Vaquina noted that the main opposition party, Renamo, had contradicted itself - some deputies complaining that there were no helicopters to be seen in the flood relief operations, and others that the helicopters came from the South African government.

“Either they were here or they weren’t”, he said. “Clearly the helicopters couldn’t be seen from our Maputo offices. But in Gaza, where they were needed to save lives, they were seen”.

As for Renamo demands that the four wheel drive vehicles used by President Armando Guebuza in his provincial tours should have been dispatched to the flood-hit areas, Vaquina remarked “in floods, the roads are under water. So the use of such vehicles is hardly appropriate”.
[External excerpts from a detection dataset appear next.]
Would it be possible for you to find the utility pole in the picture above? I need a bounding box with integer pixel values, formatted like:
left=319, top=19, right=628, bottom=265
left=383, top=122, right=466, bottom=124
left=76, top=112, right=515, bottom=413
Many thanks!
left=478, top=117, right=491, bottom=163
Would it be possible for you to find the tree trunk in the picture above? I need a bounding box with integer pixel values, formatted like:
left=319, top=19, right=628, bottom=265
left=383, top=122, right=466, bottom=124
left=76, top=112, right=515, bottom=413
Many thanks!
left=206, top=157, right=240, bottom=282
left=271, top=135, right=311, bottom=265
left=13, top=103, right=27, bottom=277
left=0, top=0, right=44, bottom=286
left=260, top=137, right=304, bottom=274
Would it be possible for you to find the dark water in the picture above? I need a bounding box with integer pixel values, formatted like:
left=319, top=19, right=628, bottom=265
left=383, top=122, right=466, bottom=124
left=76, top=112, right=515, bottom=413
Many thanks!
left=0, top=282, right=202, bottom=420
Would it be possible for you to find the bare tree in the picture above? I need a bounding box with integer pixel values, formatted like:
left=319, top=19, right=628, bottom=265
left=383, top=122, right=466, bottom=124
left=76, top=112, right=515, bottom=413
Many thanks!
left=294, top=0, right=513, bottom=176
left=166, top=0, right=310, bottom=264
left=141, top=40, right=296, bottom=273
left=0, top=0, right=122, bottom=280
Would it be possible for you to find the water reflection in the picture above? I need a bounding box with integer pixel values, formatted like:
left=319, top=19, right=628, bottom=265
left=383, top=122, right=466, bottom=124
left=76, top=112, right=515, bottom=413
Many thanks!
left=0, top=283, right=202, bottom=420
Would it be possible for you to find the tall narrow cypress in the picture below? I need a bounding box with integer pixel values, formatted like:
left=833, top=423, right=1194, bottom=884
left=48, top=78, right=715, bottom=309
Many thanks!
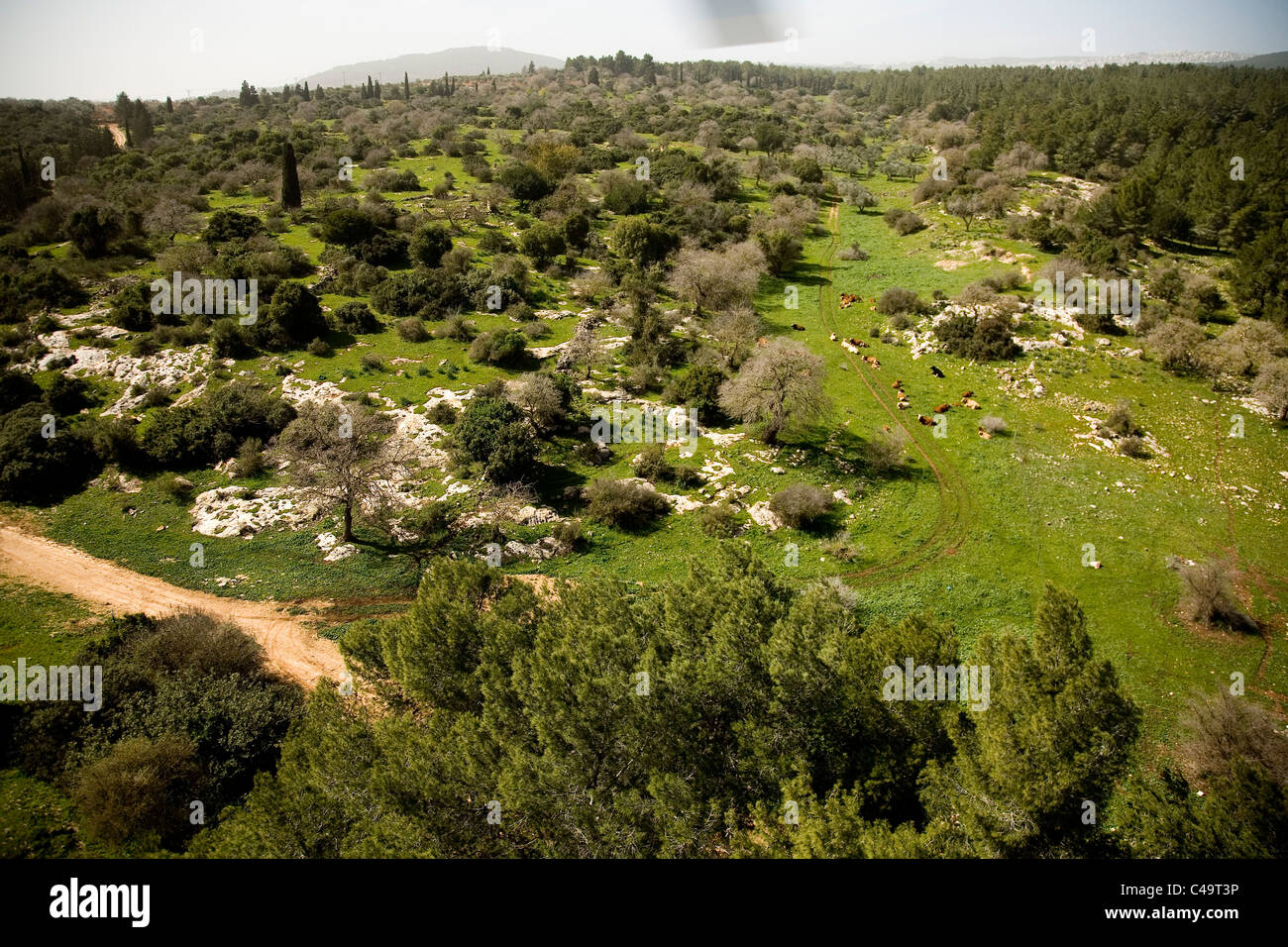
left=282, top=142, right=304, bottom=207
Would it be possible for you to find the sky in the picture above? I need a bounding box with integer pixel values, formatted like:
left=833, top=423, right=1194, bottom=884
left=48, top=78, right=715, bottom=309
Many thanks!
left=0, top=0, right=1288, bottom=100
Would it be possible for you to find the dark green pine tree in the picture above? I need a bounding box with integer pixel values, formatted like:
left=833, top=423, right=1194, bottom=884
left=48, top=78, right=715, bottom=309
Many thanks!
left=282, top=142, right=303, bottom=207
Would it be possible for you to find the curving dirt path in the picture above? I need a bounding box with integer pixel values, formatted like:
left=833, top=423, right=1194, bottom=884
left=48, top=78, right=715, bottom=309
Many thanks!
left=818, top=204, right=975, bottom=585
left=0, top=523, right=345, bottom=688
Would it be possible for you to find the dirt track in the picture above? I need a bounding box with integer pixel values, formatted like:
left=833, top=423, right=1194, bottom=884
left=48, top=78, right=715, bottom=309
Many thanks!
left=0, top=524, right=345, bottom=688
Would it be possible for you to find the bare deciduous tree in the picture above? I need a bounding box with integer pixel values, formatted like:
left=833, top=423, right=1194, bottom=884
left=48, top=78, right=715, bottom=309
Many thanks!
left=279, top=404, right=413, bottom=543
left=720, top=339, right=829, bottom=443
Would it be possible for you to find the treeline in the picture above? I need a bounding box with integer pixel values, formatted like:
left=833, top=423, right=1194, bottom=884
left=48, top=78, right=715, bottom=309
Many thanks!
left=192, top=546, right=1288, bottom=858
left=0, top=612, right=304, bottom=857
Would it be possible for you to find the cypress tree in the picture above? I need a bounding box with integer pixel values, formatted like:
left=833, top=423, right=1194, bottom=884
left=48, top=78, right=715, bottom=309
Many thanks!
left=282, top=142, right=303, bottom=207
Turning to the cholera outbreaks in the northern provinces of Cabo Delgado, Niassa and Nampula, and the disinformation campaigns claiming that officials have deliberately spread the disease, Vaquina pointed out that “cholera is avoidable – we can prevent it through individual and collective hygiene, notably through the correct use of latrines, and washing one’s hands after using the latrine and before eating”.

Vaquina concluded by noting that the rainy season was not yet over, “and so we need to maintain preventive measures”. The government had lifted its Red Alert, but an Orange Alert, just one step down in emergency preparedness, remains in force across the country.